Aku mendongak dari buku yang kubaca. Oh Seunghee yang duduk  tepat di depanku telah membalikkan tubuhnya ke arahku, berbicara dengan suara rendah agar guru yang berada di depan kelas tidak mendengar percakapan kami.

“Kurasa begitu,” jawabku singkat.

“Apa lukanya parah?”

“Cukup serius, tapi dia masih hidup.”

“Apa dia masih di UKS sekarang?”

Aku mulai merasa terganggu dengan semua pertanyaan yang diberikan gadis itu. Memangnya kenapa sih dia begitu peduli dengan bocah itu? Aku bahkan tak yakin kalau Taehyung tahu namanya. Taehyung tak pernah punya waktu untuk peduli dengan perempuan.

“Iya, kenapa?”

Seunghee terdiam sejenak.

“Aku khawatir dengannya.”

Aku mengenal Seunghee, kami sekelas selama dua tahun terakhir. Dia adalah gadis yang ceria dan bersemangat. Ini adalah kali pertama aku melihat ekspresi kecemasan di wajahnya.

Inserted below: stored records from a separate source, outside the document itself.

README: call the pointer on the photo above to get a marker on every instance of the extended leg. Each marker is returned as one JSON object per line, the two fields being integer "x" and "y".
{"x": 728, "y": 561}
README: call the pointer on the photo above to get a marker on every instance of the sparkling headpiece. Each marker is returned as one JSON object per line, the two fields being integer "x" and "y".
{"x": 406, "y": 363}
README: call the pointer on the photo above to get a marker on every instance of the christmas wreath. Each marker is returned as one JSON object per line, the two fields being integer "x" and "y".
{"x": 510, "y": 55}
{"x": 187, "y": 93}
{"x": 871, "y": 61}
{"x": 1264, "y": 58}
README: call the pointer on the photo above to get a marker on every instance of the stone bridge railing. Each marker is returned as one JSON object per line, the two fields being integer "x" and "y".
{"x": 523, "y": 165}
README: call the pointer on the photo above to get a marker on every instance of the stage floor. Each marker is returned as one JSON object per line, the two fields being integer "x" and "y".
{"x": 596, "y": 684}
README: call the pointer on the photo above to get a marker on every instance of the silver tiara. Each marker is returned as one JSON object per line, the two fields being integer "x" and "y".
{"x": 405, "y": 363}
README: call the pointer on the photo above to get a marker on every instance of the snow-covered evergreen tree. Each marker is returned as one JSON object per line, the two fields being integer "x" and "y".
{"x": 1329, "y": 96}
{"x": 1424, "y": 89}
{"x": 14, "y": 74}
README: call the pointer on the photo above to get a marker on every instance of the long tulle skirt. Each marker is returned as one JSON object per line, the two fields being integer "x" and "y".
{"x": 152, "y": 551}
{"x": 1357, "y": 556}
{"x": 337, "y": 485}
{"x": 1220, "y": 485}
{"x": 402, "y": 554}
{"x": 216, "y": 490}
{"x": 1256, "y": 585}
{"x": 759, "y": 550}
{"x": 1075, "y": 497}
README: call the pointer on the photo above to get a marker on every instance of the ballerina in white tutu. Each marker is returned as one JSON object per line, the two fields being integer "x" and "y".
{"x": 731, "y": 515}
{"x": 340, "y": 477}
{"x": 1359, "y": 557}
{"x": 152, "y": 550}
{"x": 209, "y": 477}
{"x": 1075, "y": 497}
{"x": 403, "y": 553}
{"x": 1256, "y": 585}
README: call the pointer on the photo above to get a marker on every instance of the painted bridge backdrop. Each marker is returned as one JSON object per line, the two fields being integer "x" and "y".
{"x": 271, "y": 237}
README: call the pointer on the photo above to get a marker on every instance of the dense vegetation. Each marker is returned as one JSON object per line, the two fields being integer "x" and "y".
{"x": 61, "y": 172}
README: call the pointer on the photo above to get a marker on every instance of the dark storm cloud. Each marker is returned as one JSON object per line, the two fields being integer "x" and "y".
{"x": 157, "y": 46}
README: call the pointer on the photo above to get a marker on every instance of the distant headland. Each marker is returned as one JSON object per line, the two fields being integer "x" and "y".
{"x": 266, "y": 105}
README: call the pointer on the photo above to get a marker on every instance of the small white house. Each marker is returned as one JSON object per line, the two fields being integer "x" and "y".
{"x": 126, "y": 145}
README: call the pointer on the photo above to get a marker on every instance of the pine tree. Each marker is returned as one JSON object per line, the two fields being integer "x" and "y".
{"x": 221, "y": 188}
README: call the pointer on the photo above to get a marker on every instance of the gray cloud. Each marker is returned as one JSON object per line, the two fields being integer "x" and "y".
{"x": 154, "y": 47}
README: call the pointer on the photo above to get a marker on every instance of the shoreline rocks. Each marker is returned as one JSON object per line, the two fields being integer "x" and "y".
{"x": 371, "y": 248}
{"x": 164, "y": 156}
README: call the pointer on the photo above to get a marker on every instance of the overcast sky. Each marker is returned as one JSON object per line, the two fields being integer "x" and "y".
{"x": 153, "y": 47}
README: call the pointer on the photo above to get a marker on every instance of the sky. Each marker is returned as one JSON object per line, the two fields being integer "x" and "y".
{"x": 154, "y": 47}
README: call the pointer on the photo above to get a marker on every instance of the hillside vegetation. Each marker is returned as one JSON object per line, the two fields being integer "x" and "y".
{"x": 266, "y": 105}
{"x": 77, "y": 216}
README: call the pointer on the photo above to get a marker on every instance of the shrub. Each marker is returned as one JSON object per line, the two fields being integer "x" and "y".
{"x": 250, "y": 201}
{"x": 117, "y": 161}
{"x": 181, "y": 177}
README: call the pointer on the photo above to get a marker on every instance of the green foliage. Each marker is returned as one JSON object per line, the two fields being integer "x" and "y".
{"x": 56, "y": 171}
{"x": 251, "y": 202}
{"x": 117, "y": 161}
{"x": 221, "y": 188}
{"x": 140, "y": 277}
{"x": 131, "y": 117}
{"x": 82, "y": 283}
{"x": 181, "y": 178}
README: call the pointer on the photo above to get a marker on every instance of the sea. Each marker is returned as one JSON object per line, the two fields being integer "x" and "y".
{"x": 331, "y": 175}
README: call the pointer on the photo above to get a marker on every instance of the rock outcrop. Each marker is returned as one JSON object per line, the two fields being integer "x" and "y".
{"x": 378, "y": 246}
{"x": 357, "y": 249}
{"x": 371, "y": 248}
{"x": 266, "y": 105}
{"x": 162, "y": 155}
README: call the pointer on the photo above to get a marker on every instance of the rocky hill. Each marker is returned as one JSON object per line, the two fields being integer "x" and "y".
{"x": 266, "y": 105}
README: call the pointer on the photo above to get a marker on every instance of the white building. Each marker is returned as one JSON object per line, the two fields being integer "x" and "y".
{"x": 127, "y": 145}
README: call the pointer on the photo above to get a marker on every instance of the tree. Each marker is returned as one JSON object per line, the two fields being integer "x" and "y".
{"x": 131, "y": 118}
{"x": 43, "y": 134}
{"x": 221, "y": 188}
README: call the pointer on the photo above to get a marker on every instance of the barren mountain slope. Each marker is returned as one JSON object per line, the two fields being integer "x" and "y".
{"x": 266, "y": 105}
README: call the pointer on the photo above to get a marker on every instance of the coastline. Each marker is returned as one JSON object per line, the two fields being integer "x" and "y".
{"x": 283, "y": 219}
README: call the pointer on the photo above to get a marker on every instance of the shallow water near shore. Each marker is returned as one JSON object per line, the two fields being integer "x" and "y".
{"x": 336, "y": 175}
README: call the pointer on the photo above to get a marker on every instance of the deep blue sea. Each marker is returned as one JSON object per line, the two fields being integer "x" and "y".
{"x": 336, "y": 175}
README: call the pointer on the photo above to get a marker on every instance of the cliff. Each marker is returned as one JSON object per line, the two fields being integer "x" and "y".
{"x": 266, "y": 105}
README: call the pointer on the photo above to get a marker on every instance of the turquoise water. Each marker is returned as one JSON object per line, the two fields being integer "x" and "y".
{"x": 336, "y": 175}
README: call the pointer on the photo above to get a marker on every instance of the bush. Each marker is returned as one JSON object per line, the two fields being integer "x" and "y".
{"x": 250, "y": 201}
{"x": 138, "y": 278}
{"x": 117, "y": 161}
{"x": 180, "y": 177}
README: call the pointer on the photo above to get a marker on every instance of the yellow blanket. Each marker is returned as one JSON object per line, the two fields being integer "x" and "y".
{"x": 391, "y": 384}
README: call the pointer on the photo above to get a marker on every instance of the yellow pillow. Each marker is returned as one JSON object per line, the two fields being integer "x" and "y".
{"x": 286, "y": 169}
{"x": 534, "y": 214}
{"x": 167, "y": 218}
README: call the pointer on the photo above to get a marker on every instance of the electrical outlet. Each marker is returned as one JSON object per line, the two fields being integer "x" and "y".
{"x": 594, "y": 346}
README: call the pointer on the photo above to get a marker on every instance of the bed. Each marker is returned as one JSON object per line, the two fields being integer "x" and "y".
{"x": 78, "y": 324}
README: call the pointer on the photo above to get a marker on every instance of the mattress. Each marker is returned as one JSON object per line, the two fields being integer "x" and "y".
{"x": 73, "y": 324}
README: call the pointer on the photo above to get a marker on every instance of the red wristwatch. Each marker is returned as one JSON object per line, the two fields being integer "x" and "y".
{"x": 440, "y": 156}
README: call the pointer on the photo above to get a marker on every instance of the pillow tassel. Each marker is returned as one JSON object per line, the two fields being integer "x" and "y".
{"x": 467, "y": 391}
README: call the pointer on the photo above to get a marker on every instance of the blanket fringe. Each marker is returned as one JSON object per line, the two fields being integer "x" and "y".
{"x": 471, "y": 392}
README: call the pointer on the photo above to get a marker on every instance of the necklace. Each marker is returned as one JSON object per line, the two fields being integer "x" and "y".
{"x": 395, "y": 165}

Kamshahamnida, Sooyoung-ah. Maaf mengganggu.” Dia menundukkan kepalanya dan berbalik, kembali ke tempat duduknya. Aku tidak bisa menahan diri untuk tidak memperhatikannya. Dan aku jadi bertanya-tanya mengapa keberadaan Taehyung begitu memberi pengaruh besar pada gadis itu. Dia terdiam di bangkunya, merenung, kekhawatiran tergambar jelas di wajahnya. Mengenal Seunghee, dia bukan tipe gadis penggemar yang akan meninggalkan sekotak cokelat atau sepucuk surat berwarna merah muda di loker Taehyung. Mungkin mereka sudah saling mengenal sejak lama.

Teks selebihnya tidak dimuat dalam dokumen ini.